Ce matin, le marché sentait la terre humide et le thym frais. Les premières fraises de serre trônaient timidement à côté des derniers choux d'hiver, comme un pont fragile entre deux saisons. J'ai choisi trois bottes d'asperges blanches, leurs pointes encore serrées, d'un violet délicat. La maraîchère m'a dit : « Celles-ci, elles ont poussé sous la lune, elles sont tendres. »

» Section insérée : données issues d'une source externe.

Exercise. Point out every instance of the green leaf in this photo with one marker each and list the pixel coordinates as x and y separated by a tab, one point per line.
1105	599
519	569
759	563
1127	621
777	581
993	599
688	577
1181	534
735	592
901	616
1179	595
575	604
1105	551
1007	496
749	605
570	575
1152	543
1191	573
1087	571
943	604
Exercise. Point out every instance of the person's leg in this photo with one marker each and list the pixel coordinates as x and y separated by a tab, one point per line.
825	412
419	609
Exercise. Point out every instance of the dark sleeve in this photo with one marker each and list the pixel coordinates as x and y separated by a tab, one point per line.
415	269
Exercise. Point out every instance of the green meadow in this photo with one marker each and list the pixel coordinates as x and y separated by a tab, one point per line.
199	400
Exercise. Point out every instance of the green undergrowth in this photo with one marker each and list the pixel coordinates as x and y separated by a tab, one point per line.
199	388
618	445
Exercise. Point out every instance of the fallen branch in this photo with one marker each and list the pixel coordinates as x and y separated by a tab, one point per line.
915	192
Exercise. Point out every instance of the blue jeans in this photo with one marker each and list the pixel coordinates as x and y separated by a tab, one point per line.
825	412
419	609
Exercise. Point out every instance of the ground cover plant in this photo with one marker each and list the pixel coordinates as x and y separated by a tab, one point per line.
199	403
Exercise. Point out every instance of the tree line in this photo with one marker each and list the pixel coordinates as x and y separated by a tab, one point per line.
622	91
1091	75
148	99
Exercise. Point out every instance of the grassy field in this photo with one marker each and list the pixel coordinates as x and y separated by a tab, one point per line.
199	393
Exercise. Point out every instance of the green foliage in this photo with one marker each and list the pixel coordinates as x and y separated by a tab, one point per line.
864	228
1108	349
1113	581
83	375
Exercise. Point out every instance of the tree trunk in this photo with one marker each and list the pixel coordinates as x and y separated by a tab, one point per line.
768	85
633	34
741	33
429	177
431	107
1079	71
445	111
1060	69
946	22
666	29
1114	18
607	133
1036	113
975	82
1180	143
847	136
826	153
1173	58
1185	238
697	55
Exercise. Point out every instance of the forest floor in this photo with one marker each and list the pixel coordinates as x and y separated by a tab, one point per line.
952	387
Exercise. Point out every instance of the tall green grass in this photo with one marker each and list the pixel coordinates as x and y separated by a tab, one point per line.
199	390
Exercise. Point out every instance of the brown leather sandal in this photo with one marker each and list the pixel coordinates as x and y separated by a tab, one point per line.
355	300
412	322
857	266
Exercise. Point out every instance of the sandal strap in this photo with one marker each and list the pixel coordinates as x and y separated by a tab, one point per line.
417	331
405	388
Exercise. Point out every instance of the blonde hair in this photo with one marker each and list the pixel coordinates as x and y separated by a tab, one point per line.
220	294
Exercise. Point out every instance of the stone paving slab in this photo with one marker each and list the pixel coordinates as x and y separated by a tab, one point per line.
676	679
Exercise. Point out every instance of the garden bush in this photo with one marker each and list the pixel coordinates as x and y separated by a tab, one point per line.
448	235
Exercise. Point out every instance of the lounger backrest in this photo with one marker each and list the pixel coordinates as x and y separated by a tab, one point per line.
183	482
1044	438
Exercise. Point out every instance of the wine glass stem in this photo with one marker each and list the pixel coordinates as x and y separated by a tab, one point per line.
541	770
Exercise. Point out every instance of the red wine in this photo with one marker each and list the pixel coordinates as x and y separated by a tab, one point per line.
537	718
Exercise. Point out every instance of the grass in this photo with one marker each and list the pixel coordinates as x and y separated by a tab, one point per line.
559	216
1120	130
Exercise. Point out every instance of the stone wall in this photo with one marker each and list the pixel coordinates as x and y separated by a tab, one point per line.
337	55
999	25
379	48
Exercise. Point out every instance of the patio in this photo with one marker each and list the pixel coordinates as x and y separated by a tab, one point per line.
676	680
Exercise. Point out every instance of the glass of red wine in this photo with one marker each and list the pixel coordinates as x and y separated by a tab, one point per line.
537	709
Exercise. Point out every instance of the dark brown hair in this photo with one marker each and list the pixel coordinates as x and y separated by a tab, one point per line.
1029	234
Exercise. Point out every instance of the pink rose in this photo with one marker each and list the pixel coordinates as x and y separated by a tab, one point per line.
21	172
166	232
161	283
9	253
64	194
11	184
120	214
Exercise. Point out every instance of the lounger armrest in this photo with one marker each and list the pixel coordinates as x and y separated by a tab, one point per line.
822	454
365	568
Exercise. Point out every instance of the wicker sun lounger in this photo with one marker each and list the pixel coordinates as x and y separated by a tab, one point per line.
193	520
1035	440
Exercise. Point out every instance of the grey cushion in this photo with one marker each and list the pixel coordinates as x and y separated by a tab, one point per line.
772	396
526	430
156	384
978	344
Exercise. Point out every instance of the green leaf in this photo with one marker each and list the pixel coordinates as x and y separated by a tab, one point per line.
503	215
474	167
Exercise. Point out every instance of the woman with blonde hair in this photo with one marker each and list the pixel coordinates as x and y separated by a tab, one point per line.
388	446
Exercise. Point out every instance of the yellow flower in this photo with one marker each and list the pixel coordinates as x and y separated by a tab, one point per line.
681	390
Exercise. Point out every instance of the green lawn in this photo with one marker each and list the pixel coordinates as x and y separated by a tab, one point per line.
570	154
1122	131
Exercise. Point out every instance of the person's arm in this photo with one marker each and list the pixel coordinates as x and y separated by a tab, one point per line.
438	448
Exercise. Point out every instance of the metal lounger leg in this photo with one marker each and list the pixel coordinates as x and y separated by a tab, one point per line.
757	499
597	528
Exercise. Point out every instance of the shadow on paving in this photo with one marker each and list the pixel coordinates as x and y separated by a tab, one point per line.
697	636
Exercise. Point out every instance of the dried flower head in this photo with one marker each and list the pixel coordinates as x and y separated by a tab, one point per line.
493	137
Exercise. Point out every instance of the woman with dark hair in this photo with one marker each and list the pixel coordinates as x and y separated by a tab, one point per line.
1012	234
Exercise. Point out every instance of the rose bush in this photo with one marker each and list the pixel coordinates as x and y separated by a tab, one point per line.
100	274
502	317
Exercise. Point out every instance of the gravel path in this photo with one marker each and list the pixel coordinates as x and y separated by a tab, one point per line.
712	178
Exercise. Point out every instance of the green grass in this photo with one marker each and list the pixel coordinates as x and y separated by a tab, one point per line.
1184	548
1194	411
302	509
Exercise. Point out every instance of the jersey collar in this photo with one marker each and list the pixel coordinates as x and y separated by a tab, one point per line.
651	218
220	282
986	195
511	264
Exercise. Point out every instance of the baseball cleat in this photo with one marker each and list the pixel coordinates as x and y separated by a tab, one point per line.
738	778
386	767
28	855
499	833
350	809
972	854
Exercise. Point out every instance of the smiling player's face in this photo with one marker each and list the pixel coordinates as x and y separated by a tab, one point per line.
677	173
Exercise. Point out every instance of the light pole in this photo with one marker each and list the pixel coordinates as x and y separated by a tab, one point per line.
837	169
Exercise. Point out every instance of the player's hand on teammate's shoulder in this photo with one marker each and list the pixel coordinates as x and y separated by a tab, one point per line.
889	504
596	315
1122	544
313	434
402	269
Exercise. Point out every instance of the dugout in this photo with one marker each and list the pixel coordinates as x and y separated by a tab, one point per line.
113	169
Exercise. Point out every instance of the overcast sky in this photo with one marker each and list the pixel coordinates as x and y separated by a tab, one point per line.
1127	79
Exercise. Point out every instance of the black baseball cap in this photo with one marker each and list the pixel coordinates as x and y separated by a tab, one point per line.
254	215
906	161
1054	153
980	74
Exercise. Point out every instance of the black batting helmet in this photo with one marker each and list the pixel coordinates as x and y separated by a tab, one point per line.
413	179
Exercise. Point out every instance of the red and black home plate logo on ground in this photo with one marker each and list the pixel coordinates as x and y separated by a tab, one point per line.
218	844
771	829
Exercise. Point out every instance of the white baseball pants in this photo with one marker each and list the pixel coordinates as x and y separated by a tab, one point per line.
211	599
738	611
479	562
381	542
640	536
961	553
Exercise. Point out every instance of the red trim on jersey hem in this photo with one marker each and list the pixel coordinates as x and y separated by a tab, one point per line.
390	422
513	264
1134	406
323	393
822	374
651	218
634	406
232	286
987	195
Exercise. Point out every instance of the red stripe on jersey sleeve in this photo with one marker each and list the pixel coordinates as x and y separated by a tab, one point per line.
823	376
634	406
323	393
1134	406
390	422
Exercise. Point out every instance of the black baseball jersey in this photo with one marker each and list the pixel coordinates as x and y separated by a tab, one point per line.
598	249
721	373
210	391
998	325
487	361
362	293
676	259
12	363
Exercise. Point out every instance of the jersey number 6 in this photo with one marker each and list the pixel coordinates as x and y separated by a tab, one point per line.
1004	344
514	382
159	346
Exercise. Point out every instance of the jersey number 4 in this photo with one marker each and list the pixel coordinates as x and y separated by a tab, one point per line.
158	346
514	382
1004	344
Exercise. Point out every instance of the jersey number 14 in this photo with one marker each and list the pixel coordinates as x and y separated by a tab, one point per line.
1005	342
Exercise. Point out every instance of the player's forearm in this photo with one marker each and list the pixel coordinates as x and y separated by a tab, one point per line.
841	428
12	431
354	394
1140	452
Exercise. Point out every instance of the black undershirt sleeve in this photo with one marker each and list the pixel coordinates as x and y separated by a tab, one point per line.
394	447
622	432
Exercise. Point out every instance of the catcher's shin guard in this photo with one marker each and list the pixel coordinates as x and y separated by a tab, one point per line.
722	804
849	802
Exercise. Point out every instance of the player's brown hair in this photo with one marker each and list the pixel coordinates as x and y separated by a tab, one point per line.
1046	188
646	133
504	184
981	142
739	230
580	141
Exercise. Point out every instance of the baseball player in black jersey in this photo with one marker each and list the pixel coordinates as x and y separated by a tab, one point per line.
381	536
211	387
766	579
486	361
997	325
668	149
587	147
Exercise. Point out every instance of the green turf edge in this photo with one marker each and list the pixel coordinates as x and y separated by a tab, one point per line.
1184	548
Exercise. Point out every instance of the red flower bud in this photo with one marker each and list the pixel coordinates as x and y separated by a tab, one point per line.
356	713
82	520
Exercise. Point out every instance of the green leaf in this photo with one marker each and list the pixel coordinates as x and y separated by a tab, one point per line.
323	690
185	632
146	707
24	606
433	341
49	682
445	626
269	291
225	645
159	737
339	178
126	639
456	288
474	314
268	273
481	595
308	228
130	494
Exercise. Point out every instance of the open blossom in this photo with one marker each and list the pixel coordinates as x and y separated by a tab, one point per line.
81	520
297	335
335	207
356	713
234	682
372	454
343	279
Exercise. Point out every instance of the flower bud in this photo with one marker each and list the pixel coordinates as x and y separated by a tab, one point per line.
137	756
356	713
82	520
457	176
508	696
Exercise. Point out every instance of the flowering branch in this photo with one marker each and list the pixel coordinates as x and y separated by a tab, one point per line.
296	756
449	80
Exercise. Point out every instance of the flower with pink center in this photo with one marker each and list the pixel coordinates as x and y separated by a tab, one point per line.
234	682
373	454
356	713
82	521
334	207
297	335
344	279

De retour chez moi, j'ai commis une petite erreur : j'ai épluché les asperges trop haut, gaspillant la partie la plus fine. Ma grand-mère aurait secoué la tête. C'est elle qui m'avait appris à sentir avec les doigts où la tige devient ligneuse, à ne jamais se fier seulement aux yeux. J'ai rattrapé le coup en gardant les épluchures pour un bouillon – rien ne se perd.
À la cuisson, une odeur presque sucrée a envahi la cuisine, ce parfum unique d'asperge qui s'accroche aux doigts. Je les ai servies tièdes, avec une vinaigrette à l'huile de noisette et quelques copeaux de pecorino. La première bouchée était fondante, presque crémeuse, puis venait cette légère amertume végétale qui rappelle le printemps lui-même.
En mangeant, je repensais aux dimanches chez ma grand-mère en Alsace, quand elle préparait les Spargel avec une sauce hollandaise au beurre jaune. Elle disait toujours : « L'asperge, c'est la patience – elle pousse dans le noir et sort à la lumière. » Aujourd'hui, j'ai compris ce qu'elle voulait dire. Parfois, les meilleures choses demandent du temps et de l'attention, même dans les gestes les plus simples.